En diálogo con LA VOZ DEL CHACO, el jefe de Investigaciones policial, comisario inspector Rolando Sosa, explicó: «El 22 de noviembre se tomó conocimiento a través de una denuncia que hizo en la División Atención a la Mujer, una chica dijo que había sido privada de su libertad y que hubo una intención aparentemente de inyectarla». «Ante esta situación que se viralizó en todas las redes sociales, en primera instancia se consultó a la Fiscalía, que solicitó se identifique a esta persona acusada», explicó.
Sosa contó que el sospechoso, Alejandro R. sargento de policia con servicio en la División Infantería, se presentó en la misma jornada en su unidad, dando cuenta de esta situación que estaba siendo viralizada.
«Se le consultó al fiscal, Víctor Recio y la primera medida fue secuestrar el vehículo en el que circulaba y que estaba siendo utilizado para realizar servicios de puerta a puerta como ser con la aplicación Didi o Uber», especificó.
Era un auto marca Toyota Corolla y, además, el fiscal dispuso medidas como ser que se lo identifique en la causa.
A INVESTIGAR
«Tomamos el caso, citamos a las partes donde era nombrada una testigo del hecho, se la invitó a realizar la correspondiente declaración y desdijo las palabras de la denuncia, diciendo que en ningún momento vio algo o que fue al rescate de ninguna mujer», comentó el oficial.
NUEVAS DECLARACIONES
Ante este panorama, volvieron a consultar al fiscal y no terminaron las sorpresas, ya que se invitó al hermano de la supuesta víctima a declarar en el Departamento de Investigaciones, pero no hizo, señalando que iría directamente
MAS DESCUBRIMIENTOS
De acuerdo a lo dicho por el comisario Sosa, el día 6 de diciembre se lograó localizar, mediante secuencias fílmicas, que el vehículo tomado por la ciudadana y que había denunciado en primera instancia, no era Toyota ni era blanco, tratándose de un Ford Focus, rojo y conducido por otra persona.

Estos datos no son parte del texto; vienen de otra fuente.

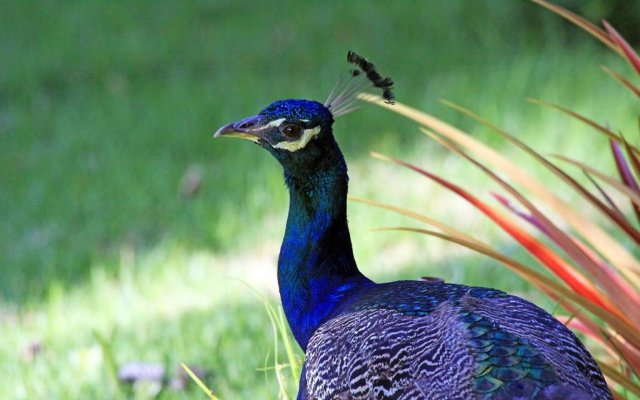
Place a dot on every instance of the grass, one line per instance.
(104, 107)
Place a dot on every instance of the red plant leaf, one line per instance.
(625, 172)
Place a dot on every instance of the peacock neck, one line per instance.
(316, 267)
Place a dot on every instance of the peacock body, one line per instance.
(404, 339)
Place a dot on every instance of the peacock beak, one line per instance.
(249, 128)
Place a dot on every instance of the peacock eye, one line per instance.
(291, 131)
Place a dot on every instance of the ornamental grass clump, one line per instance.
(594, 266)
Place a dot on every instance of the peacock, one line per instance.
(402, 339)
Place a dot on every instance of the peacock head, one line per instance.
(298, 132)
(290, 129)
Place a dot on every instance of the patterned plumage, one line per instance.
(405, 339)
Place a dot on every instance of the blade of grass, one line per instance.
(422, 218)
(198, 382)
(591, 123)
(622, 44)
(538, 250)
(633, 196)
(623, 80)
(581, 22)
(541, 222)
(619, 256)
(541, 281)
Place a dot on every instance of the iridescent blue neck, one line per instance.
(316, 268)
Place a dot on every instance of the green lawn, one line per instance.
(105, 107)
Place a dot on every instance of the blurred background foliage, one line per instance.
(108, 167)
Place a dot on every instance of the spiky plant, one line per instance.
(597, 272)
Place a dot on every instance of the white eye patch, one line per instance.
(306, 137)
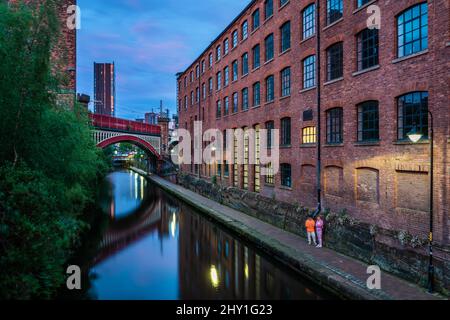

«Se la vé en la secuencia que toma ese vehículo y se va hacia el lugar que había mencionado, por calle Bravo», puntualizó.
Añadió que se le tomó declaración a este conducor, quien adujo que por avenida Piacentini tomó el servicio una ciudadana y la trasladó hasta la calle Brown y que en ningún momento hubo una situación de una charla o algo con esta pasajera y que el viaje se hizo con total normalidad.
«Todos estos elementos lo pusimos a disposición del fiscal, seguramente va a tomar las medidas pertinentes y podemos decir que, medianamente, el caso está dilucidado y bueno, puesto a disposición de la Justicia», aseveró.
En este caso, ante la probabilidad de que haya sido una confusión o una falsa denuncia o vaya a saber por qué motivo, se abre el interrogante sobre en qué situación queda la denunciante en este caso.
«Nosotros tomamos toda la evidencia de la parte investigativa, la pusimos a conocimiento del fiscal y el será quien tome el temperamento en estos días, una vez analizado todos los elementos que tiene y dispondrá seguramente cómo va a continuar esta causa», cerró el jefe de Investigaciones Complejas de la Policía del Chaco.